Today’s kids spend far less time playing outdoors than their parents did. A professor at the University of British Columbia has spent some extensive years researching the concept of ‘Risky Play’. According to her, Risky Play is a “thrilling and exciting play where children engage in risk without any certainty.” Did you know about this at all? It has been proven to have innumerable benefits.
WHAT IS RISKY PLAY?
Think of this, you witness your kids playing in the garden or playground laughing, squeaking - basically, just having fun. But while they’re playing, you also tend to give directives like ‘Slow down, you will get hurt’, or ‘Be careful’, ‘Don’t do that’. You as a parent want to stop the risky behavior. But is that always the best reaction?
Risky Play involves kids experimenting and playing to figure out what will happen, without knowing about the exact outcome.
WHAT ARE SOME EXAMPLES OF RISKY PLAY?
Risky play can be subjective. Here are some categories of Risky Play, as suggested by experts & researchers:
- Play at Great Heights – Hanging from monkey bars, climbing and balancing.
- Play Rough and Tumble – Wrestling or pretend/play fighting.
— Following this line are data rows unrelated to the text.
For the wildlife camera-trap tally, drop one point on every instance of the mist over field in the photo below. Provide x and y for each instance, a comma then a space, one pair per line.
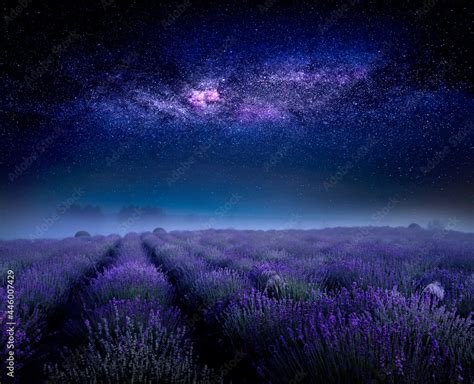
236, 192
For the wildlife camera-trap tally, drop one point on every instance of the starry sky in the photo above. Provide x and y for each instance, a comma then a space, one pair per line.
339, 113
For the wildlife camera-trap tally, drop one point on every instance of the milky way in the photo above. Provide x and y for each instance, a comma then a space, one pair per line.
285, 101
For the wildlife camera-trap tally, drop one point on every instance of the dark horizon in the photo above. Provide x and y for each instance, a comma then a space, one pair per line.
341, 115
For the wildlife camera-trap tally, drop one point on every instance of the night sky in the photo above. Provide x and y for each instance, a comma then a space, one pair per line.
258, 112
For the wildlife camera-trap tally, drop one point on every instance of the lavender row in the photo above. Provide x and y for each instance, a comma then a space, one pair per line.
134, 335
44, 286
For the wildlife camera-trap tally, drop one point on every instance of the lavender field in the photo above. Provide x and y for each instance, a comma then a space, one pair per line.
355, 305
- Lost/Disappear – Hide-and-seek in the garden.
- Overcoming Obstacles – Creating a set-up for your child so they can run, jump and freely move while overcoming obstacles in the way.
Disclaimer: All of the above-mentioned activities of risky play should be developmentally appropriate and supervised.
HOW CAN YOU INVOLVE YOUR KIDS IN RISKY PLAY?
Experts suggest that parents should involve their kids in Risky Play, by keeping the following in mind:
- Setting a dedicated time aside for regular outdoor play
- Keeping the environment of play ‘as safe as necessary’ and NOT ‘as safe as possible’
- Provide guidance, every time you are traveling/commuting with your kid anywhere so they are aware of the potential dangers on their way
- Encouraging your child to indulge in a new activity that he/she has never tried before
- Overcoming parental fears and inhibitions of letting the child play in a risky environment
- Using a directive like, “do you feel safe?”, “how high do you want to go?”, instead of “that’s not safe” or “that’s very high”.
- Assess how your child is reacting to the situation when you’re not getting in the way. This gives them the opportunity for them to figure it out by themselves
BENEFITS OF RISKY PLAY
The benefits of risky play do not imply that your child will run better than another child, but it involves REAL developmental benefits as below:
- Improvement of self-confidence, social development, and physical activity
- The ability of kids to learn more about themselves and their limits
- Learning about the concept of risk/safety language and helping others stay safe in risky circumstances
- Understanding the meaning of safety
- Learning resilience
- An increase in creativity
- Learning to handle stressful situations and anxiety
Incorporating “Risky Play” naturally creates more anxiety in the parent/caregiver than the child, but it is a crucial element of early development. Granting the freedom of taking developmentally-appropriate risks to your child can in reality help them stay safe, as they learn how to safely navigate their environment.